Retail clinics are likely here to stay, even though continuation of many existing clinics depends mainly on the strategic decisions of a small number of pharmaceutical retailers. One reason is that retail clinics offer potential value to a new and growing set of sponsors: integrated delivery systems trying to manage costs and patient flows under risk-sharing contracts.

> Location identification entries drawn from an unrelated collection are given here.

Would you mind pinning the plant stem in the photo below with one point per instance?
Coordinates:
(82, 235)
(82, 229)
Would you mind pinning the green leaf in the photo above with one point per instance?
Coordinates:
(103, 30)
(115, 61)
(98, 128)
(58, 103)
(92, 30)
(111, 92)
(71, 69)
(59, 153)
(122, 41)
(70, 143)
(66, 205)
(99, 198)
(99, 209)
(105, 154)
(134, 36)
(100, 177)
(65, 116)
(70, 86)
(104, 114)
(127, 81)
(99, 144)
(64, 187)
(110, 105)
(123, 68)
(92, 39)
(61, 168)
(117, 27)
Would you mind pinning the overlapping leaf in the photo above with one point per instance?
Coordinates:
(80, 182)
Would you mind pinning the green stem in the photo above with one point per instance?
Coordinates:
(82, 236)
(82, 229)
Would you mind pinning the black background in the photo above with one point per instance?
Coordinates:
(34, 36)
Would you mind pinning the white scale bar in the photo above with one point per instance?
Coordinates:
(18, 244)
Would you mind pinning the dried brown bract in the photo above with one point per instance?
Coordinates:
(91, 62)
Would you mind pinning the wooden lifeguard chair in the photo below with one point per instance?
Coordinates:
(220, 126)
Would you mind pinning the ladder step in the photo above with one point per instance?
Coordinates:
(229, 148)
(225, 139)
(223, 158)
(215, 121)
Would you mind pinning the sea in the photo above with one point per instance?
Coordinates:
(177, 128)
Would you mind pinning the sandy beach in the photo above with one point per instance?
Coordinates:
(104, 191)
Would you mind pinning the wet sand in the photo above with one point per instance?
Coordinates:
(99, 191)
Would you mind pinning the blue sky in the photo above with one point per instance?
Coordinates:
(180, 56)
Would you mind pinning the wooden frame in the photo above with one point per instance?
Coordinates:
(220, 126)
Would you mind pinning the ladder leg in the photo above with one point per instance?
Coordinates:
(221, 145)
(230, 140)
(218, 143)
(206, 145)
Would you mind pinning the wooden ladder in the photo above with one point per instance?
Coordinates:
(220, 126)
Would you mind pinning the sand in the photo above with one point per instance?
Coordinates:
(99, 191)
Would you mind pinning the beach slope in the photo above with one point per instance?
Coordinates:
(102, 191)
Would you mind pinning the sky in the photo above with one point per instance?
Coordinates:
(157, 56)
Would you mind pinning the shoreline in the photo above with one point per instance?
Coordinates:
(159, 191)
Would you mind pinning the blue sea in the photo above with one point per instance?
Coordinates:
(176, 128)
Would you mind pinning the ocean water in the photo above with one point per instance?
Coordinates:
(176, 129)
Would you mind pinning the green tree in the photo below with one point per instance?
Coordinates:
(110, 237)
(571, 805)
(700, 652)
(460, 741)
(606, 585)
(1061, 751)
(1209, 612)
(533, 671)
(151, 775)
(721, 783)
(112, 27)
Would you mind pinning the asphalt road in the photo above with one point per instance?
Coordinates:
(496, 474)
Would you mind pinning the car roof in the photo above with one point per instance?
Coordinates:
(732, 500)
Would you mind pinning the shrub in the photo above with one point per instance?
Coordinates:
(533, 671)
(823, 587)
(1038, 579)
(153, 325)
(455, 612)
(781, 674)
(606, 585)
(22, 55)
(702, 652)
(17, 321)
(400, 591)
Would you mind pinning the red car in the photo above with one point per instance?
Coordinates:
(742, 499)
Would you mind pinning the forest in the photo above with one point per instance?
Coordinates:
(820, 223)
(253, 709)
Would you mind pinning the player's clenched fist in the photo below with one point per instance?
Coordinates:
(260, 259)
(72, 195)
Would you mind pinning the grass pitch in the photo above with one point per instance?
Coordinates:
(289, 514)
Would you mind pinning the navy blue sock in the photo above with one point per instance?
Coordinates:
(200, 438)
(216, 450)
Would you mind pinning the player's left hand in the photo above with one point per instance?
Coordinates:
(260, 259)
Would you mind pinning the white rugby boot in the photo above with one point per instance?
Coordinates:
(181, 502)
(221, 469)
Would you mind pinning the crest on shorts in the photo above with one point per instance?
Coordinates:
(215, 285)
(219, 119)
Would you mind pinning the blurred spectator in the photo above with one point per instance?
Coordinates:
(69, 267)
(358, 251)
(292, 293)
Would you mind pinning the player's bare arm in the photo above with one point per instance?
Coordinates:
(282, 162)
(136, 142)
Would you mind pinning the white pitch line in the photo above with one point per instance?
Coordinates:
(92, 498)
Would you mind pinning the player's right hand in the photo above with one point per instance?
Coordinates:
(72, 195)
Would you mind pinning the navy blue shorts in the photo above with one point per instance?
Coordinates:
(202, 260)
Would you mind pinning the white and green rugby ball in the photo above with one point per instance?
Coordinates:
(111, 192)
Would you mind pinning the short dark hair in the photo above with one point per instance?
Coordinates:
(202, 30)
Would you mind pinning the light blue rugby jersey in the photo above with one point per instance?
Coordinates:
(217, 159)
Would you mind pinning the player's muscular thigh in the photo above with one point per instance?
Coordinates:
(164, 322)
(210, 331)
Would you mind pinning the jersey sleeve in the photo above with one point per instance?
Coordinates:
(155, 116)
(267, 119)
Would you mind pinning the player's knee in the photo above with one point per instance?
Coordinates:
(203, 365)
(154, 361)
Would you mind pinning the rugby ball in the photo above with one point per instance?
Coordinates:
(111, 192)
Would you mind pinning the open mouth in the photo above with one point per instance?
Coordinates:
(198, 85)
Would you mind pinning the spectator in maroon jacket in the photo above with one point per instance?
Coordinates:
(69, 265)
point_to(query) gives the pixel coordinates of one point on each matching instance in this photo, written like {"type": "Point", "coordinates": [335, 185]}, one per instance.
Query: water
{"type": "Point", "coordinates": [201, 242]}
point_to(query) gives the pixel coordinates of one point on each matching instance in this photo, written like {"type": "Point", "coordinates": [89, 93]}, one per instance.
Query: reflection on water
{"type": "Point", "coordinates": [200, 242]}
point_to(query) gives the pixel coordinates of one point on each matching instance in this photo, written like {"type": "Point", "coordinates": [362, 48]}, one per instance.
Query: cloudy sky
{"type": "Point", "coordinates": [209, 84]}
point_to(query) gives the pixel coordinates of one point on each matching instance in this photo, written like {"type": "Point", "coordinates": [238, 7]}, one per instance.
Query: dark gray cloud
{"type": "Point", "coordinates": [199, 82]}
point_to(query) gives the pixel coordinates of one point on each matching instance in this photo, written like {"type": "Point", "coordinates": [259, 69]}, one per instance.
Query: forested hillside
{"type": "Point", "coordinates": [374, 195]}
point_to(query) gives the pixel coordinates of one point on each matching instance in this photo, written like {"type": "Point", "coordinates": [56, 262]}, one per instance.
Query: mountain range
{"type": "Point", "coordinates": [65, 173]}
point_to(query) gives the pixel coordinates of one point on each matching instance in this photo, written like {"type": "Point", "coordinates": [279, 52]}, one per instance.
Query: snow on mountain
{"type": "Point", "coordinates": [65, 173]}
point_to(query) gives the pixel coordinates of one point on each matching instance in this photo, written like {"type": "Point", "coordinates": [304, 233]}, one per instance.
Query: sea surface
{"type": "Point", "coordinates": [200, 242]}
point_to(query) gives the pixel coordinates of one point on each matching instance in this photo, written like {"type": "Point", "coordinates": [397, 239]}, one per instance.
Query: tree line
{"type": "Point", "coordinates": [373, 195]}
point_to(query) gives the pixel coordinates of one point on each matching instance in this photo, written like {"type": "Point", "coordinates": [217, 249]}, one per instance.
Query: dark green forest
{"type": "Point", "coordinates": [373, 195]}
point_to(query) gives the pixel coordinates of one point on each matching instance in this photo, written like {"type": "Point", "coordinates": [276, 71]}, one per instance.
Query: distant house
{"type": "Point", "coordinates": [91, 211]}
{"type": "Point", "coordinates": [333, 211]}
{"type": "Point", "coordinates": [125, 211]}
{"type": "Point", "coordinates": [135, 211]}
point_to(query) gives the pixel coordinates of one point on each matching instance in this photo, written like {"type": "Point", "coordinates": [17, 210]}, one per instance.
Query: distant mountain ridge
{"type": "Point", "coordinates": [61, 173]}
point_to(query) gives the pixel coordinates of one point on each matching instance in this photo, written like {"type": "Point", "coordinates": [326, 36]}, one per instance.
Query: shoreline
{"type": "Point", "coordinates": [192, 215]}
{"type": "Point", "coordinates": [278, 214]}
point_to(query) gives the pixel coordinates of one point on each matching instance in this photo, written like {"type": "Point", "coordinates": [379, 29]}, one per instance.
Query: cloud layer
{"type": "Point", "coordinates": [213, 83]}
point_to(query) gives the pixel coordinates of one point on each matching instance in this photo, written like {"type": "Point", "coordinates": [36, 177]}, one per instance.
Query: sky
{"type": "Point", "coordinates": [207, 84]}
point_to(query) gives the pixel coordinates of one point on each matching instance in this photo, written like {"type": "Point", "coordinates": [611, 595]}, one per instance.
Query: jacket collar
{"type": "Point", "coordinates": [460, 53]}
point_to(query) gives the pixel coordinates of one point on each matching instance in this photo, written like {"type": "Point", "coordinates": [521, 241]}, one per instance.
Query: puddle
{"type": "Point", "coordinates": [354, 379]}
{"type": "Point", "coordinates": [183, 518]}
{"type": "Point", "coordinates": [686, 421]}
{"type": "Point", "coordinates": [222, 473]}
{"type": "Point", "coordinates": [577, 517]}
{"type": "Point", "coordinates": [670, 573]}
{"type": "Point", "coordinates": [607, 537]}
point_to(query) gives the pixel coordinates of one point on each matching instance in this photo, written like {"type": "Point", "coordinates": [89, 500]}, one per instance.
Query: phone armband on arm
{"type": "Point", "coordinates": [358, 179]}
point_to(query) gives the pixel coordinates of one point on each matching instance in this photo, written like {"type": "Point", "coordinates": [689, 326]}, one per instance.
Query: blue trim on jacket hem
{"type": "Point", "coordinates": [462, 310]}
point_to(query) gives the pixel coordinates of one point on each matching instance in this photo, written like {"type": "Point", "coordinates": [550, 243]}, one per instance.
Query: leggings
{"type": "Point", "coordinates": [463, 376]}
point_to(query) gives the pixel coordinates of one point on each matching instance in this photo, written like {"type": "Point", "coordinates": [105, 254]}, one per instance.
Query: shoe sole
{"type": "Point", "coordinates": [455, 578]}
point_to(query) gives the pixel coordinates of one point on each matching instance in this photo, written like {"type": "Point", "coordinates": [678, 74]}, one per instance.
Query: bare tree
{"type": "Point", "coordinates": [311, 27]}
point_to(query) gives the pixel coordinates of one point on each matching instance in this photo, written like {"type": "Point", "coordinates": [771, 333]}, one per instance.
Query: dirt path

In the past, the care delivered in retail clinics was not well-coordinated with care delivered by mainstream providers. It is not surprising that research studies described above, which used data collected in a relatively uncoordinated environment, raise questions about whether retail clinics reduce system costs. Looking forward, the challenge for retail clinics will be to demonstrate their value in controlling population health costs in contractual or ownership relationships with integrated delivery systems.
This would seem to conflict with the desires of current retail owners to generate new revenues through prescriptions. For health services researchers, this particular question is familiar. Will the same number of prescriptions simply shift to a lower cost supplier? Will the total number of prescriptions rise? Or will lower costs-per-prescription filled in pharmacies where retail clinics are located balance out increases in prescription numbers? More broadly, will retail clinics function as relatively small profit centers in large retail environments, or will they establish themselves as important players in efforts to control health spending and rationalize care delivery?